Semen Indonesia di Mata Abetnego

Gubernur Jawa Tengah, Ganjar Pranowo, pada Kamis 23 Februari 2017 lalu menerbitkan izin lingkungan kegiatan penambangan PT Semen Indonesia di Rembang.

Sebelumnya, tahun 2012, Gubernur Jawa Tengah yang saat itu dijabat Bibit Waluyo menerbitkan izin lingkungan penambangan atas nama PT Semen Gresik. Namun pada 5 Oktober 2016, izin tersebut berakhir dengan keputusan PK MA yang menugaskan Gubernur Jawa Tengah mencabutnya.

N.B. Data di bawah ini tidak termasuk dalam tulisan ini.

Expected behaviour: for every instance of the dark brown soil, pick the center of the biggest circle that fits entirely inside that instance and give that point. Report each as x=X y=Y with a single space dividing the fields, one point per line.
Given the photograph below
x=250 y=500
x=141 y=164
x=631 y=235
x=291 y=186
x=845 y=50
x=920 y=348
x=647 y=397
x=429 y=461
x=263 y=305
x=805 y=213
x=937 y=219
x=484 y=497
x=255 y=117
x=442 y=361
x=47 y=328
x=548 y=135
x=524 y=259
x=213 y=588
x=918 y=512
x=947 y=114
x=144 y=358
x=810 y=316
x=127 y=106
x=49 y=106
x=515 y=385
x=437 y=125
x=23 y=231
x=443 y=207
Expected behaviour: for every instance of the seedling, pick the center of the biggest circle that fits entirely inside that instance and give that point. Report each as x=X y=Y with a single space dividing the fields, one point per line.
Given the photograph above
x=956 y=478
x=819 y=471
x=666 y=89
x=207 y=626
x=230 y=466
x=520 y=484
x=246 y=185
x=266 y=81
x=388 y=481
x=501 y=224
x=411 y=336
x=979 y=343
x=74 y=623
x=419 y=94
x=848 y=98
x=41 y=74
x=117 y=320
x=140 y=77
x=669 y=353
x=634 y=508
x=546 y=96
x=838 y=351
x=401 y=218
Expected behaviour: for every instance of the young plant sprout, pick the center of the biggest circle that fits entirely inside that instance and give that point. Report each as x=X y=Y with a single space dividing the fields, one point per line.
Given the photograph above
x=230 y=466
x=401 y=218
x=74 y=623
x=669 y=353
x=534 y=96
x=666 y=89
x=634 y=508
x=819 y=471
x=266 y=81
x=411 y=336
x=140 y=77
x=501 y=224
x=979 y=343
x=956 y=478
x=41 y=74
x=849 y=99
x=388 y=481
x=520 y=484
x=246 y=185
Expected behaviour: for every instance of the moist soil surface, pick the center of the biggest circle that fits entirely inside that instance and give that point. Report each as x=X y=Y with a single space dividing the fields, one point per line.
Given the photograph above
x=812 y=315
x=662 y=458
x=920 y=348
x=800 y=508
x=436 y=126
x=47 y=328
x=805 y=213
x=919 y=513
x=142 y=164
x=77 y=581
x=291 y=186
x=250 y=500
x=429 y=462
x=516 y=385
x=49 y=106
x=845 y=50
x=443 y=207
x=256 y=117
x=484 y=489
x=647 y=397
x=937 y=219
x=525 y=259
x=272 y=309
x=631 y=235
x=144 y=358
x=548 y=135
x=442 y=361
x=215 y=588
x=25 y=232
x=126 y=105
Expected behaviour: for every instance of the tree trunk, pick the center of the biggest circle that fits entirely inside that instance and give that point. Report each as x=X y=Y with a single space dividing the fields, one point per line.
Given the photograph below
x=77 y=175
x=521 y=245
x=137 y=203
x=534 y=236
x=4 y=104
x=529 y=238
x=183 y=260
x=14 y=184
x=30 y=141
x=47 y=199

Atas dasar putusan tersebut, Ganjar Pranowo mencabut Keputusan Gubernur Jawa Tengah Nomor 660.1/17/2012 Tahun 2012 tanggal 7 Juni 2012 sebagaimana telah diubah oleh Keputusan Gubernur Jawa Tengah Nomor 660.1/30/2016 Tahun 2016 tanggal 9 November 2016 tentang Izin Lingkungan Kegiatan Penambangan Bahan Baku Semen dan Pembangunan Serta Pengoperasian Pabrik Semen PT Semen Indonesia (Persero) Tbk di Kabupaten Rembang, Provinsi Jawa Tengah.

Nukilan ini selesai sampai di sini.